For simplicity, all the vector spaces in the following are over $\mathbb{C}$, or some complete field.

All norms on a finite dimensional vector space are equivalent. This is not true for infinite dimensional vector spaces over (consider $L^p$ norms). I believe this comes from the fact that the unit ball is compact for a finite dimensional normed linear spaces (NLS), but not in infinite dimensional NLS.

The weak topology on a finite dimensional vector space is equivalent to the norm topology. This is always false for infinite dimensional vector spaces. More generally, there are many topologies of interest on an infinite dimensional vector space, but just one of interest on a finite dimensional space (from a linear algebra/functional analysis perspective).

There is a nontrivial translation invariant measure for finite dimensional vector spaces (say over $\mathbb{C} $ or $ \mathbb{R}$, the Lebesgue measure). This is not true for an infinite dimensional Hilbert space (the unit ball has infinitely many disjoint translates of a ball of radius $\sqrt{2}/4$).

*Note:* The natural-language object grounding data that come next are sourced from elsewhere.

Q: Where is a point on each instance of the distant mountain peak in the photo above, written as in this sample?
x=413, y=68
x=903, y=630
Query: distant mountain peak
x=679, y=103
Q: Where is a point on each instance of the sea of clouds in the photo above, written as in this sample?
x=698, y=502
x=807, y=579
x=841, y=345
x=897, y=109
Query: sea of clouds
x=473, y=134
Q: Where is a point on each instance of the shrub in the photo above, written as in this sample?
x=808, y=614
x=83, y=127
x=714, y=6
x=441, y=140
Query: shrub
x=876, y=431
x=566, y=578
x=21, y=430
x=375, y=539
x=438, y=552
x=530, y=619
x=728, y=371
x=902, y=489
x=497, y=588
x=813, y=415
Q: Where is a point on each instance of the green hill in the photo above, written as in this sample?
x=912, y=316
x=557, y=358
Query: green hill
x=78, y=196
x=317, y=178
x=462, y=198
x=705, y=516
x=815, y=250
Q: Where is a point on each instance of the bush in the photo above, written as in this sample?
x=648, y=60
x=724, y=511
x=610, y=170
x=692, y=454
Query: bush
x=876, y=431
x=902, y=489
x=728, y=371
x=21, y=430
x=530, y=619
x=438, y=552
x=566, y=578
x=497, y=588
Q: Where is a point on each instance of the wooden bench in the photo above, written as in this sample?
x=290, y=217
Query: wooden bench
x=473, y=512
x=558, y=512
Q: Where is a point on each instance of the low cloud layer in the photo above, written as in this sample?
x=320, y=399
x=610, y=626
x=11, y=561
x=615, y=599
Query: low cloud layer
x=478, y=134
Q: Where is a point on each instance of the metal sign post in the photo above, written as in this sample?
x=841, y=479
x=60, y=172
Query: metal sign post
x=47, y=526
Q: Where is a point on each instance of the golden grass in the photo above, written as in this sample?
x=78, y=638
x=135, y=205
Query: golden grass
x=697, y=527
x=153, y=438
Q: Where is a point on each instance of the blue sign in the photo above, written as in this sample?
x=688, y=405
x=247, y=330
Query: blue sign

This is a property of bounded operators on a NLS: The spectrum of a linear map $T:V \to V$ (the set of $\lambda\in \mathbb{C}$ such that $T-\lambda I$ is not invertible) consists precisely of the eigenvalues of $T$. However, if $V$ is infinite dimensional, then $T-\lambda I$ may not be invertible even if $\lambda$ is not an eigenvalue.

Solution 2:

An infinite dimensional vector space can be isomorphic to one of its proper subspaces ($\mathbb{R}\subset\mathbb{C}$ as vector spaces over $\mathbb{Q}$).

Solution 3:

Also if $V$ is finite dimensional vector space, then the algebra $\operatorname{End}(V)$ has no non-trivial $2$-sided ideals. For $V$ infinite-dimensional, $\operatorname{End}(V)$ has proper $2$-sided ideal which consists of endomorphisms of finite rank.